I feel compelled to make the point that, though the opera was sung in English, a good deal of the text I found hard to follow, almost always when the voices were under pressure or singing in ensemble – a number of people I spoke to afterwards confirmed that they would have appreciated surtitles to better serve their understanding of the plot’s finer detail. The clearest enunciation came from Jared Holt in a piano-accompanied Prologue (the opening of a “written account” of the governess’s story) which he delivered in the role of a narrator. In my experience this loss of clarity is a common phenomenon with higher solo voices singing in the vernacular in a large venue – so, in making the difference for listeners between (a) a merely-pleasant-sounding and (b) a “made-more- intelligible” utterance I feel this would be something that everybody would surely want – having said all of this, I find myself wondering how singers themselves feel (felt?) about it?

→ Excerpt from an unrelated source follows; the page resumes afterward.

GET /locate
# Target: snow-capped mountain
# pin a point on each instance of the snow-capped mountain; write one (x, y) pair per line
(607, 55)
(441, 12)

Initially I was disappointed that the chamber ensemble accompanying the singers was set so far back on stage, almost as a kind of “noises off” accompaniment, having enjoyed so much the vivid interactions between voices and prominently-placed instruments in various recordings I listened to – in the course of the opera’s action I modified this viewpoint to an enjoyment and appreciation of the atmospheric ebb and flow of Britten’s scoring throughout the work. There was certainly no real lessening of impact during the opera’s most forceful moments, once our ears had gotten “the pitch of the hall”, and the quieter, more distant moments had a tragic beauty whose irony gave even more of an edge to the story’s overall impact.

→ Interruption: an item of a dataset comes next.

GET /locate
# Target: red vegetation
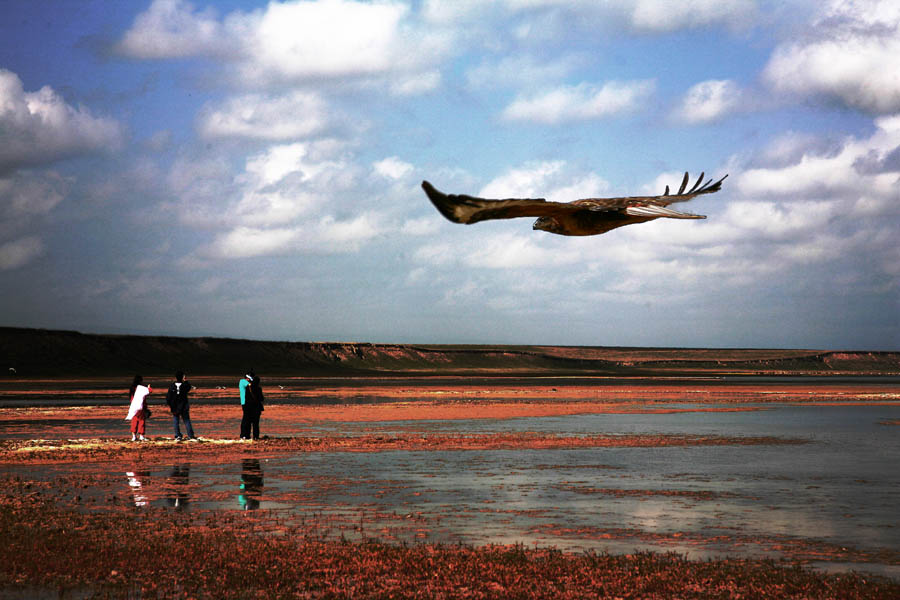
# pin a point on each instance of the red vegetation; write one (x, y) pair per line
(170, 554)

The instrumental playing (largely members of Orchestra Wellington, led by violinist Justine Cormack), and complemented by pianist David Kelly (whose stylish solo accompanying Jared Holt’s narration opened the work) was directed with precision, verve and enthralling atmosphere by New Zealand-born conductor Holly Mathieson, whose work I hope to hear again before too long. I did want to SEE the players play, but as I’ve said the scenario called for a different conception which worked powerfully in its own way.

I couldn’t fathom at first why Alexandros Swallow (who sang Miles) was the first to appear on stage at the work’s beginning UNTIL he sat down at the piano and APPEARED to begin to play the aforementioned solo that accompanied the tenor to begin the opera – and then I remembered he was to play the piano in one of the opera’s later scenes (Variation XIII)  – both sequences were superbly played by the ACTUAL pianist David Kelly (and brilliantly mimed on stage by the young singer!). There were various divergencies of movement and stage placement from what I was expecting, all of which I thought worked save for the appearance of a bed pushed in for no apparent reason at the beginning of Act Two. The rest flowed with irresistible momentum!

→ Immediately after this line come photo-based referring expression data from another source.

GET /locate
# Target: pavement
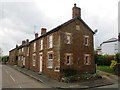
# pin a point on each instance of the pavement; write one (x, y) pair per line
(61, 85)
(12, 78)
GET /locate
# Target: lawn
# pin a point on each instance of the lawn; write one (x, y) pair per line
(106, 69)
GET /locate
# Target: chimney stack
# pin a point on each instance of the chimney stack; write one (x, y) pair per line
(23, 42)
(119, 37)
(16, 46)
(76, 11)
(36, 35)
(43, 30)
(27, 40)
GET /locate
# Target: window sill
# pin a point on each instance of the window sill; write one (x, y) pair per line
(49, 67)
(87, 64)
(41, 50)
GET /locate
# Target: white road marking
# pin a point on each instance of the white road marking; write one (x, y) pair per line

Finally, this was a production that looked good and convincing, and maintained a kind of unity throughout – perhaps the scene by the lake during which Flora encounters Miss Jessel didn’t have much “outdoor” ambience, being kept under the omnipresent pall of darkly-inclined variants of illumination that marked nearly all of the scenarios! Still, Matthew Marshall’s lighting generally held us in thrall, scene by scene, by turns revealing and concealing, reassuring and malevolent, warm and chill, delicate and laden, the ambiences working well with designer Tracy Grant Lord’s “framed” portals which gave the spaces at once telescopically-extended vistas with oddly claustrophobic effects – “black holes” of imaginary space in which the characters play out life’s illusions. Director Thomas de Mallet Burgess, together with his assistant Eleanor Bishop, presided over a lucid, if challengingly ambivalent scenario of interaction between the players in the drama, encouraging the essences and their contradictions as expressed in people’s motivations for doing what they do – for ostensible good or evil, or for ends that accord with Peter Quint’s desperate enjoiner to Miles  – “You must be free!” Like anything (and this is perhaps Britten’s (and James’) ultimate message – such freedom comes at a price.